Friends recall the ‘softer side’ of a decisive cop

Victoria's thin blue line will forever be a little thinner.

Lt. Bill Hatton, who helped the city usher in a new era of police work when he joined the department in 1970, will be buried today with honors.

“Twenty-five years ago, he was one of the new breed of police officers who entered law enforcement with a college education,” Chief Tim Braaten said.

Hatton died early Tuesday at age 46 after suffering a heart attack. He is survived by his wife, Betty Sue; daughters Heather and Tiffany; and a son, Seth.

A 1970 honors graduate of Sam Houston State University, he was one of the first college graduates hired by the department, said Lt. Richard Jones, a longtime co-worker and hunting buddy.

“His favorite things were to hunt and fish. If he could have lived in the days where you hunted and fished to survive, that's what he would have done,” he said.

Instead, he dedicated himself to law enforcement and to his department, helping it achieve national accreditation, campaigning for Civil Service protection for its officers and as an active member of the Fraternal Order of Police.

Over the course of his nearly 25-year career, an anniversary he would have marked next month, Hatton worked in almost every area of the department -- but it was on the streets where his friends and former colleagues say he truly distinguished himself.
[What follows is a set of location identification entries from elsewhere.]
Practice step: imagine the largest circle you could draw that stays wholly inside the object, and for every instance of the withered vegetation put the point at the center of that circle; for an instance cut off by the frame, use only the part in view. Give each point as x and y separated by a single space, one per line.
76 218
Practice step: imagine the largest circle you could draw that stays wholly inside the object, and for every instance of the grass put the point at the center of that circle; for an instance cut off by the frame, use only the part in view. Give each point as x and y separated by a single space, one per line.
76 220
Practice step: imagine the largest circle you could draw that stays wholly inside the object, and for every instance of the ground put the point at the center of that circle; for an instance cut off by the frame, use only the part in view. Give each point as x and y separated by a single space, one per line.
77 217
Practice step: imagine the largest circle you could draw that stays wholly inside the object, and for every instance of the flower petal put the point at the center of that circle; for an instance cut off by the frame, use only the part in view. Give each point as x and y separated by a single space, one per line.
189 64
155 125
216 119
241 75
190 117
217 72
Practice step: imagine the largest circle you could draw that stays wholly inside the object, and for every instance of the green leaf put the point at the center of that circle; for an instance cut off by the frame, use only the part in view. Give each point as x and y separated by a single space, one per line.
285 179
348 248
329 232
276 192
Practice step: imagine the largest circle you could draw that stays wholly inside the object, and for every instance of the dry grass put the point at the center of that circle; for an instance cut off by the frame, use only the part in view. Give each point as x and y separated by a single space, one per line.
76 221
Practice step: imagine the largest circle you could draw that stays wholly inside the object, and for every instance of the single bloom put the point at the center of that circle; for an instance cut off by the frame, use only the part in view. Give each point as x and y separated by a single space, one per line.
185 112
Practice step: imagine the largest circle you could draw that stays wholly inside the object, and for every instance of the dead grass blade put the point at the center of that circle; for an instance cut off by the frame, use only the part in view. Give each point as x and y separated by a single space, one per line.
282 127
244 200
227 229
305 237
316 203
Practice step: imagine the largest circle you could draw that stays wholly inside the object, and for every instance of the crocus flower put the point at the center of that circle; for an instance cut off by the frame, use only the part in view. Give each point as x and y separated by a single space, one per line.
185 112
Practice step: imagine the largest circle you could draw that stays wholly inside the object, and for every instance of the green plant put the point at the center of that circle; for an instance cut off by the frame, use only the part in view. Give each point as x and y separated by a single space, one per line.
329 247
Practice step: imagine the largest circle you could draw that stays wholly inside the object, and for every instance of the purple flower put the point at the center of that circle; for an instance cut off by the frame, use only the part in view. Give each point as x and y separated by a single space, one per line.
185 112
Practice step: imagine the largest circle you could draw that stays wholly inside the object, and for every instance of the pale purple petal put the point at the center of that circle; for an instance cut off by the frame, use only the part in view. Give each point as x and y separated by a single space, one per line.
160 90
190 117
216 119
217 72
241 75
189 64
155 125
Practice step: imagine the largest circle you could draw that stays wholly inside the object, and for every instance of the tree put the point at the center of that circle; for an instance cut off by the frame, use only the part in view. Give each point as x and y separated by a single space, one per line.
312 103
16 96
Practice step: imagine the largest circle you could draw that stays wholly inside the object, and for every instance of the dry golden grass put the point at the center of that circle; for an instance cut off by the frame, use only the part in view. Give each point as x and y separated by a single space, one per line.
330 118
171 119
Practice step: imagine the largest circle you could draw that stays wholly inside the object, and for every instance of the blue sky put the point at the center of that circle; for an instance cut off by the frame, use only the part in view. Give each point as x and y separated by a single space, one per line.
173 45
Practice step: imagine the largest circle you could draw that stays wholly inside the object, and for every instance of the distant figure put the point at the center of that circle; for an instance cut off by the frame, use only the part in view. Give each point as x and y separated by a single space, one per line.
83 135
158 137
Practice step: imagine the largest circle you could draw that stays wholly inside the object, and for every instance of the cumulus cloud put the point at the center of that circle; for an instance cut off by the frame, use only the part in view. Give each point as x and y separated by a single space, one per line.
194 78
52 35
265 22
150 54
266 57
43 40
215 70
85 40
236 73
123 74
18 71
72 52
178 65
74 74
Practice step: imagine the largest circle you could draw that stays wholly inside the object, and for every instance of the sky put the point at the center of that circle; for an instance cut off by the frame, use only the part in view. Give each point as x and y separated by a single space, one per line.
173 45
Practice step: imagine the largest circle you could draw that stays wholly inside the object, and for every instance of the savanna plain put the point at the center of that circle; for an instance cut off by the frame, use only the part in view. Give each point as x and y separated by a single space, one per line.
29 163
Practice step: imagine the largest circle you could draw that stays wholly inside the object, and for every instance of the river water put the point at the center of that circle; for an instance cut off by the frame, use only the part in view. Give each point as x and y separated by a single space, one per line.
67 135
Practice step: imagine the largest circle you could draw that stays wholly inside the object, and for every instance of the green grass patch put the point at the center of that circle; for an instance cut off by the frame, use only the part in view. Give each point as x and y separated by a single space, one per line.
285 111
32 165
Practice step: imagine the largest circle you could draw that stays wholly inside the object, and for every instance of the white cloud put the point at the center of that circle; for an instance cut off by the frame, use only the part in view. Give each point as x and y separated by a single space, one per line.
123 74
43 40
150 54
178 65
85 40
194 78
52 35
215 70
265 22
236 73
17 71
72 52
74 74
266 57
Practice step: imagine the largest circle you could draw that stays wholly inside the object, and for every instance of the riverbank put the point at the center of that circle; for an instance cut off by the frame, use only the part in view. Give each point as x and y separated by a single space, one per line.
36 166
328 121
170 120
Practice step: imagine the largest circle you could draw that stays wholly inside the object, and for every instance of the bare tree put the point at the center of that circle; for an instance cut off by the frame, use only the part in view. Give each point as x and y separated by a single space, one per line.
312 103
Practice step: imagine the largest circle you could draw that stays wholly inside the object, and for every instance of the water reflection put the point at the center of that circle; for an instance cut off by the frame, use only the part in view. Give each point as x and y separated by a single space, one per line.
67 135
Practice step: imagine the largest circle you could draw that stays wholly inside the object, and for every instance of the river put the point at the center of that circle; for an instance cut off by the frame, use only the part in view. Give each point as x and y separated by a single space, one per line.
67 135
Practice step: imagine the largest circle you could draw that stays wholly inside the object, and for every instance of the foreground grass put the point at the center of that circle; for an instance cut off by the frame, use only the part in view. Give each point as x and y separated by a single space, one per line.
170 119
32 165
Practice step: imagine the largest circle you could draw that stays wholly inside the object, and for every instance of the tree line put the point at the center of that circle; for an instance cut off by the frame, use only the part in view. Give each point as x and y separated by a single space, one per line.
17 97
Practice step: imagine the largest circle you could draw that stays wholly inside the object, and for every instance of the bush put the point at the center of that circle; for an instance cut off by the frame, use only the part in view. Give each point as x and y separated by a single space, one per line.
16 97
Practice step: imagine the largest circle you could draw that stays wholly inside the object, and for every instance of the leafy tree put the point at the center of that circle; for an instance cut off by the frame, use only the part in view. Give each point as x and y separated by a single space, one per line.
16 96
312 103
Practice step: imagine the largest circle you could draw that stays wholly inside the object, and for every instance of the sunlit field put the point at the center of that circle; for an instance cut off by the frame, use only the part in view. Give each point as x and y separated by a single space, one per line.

“He was the kind of man that when you called a policeman, you hoped someone like him showed up. He was authoritative. He was decisive. And he never made you wonder what his decision was,” said John Mays, who joined the police department three months before Hatton and worked with him until he left it in 1980.

“Everything he did had a purpose. He didn't say things twice. He had a rule that, ‘You ask them, then you tell them, then you make them.’ If he said ‘One more word and you're going to jail’ and you said ‘But ...’ Then that's it,” Mays recalled.

But Jones said Hatton also had a softer side. “He could be tough when it was necessary to be tough. When it was necessary to be compassionate, he was compassionate. He always enjoyed doing things the quieter way. He'd rather talk than have to wrestle with people.”

But wrestle he would, if necessary. Mays believes that an Advocate photograph of Hatton holding Ronald Ray Howard on the ground during his arrest for shooting a state trooper in 1992, “says a thousand words about Bill.”

“That photo shows the decisive man that I've been talking about. He was always the frontrunner. If you had 10 cops on the scene, Bill was going to take command -- regardless of rank,” he said.

“He loved police work. With his intelligence, he could have gone on and done something more financially rewarding. But he loved the job.”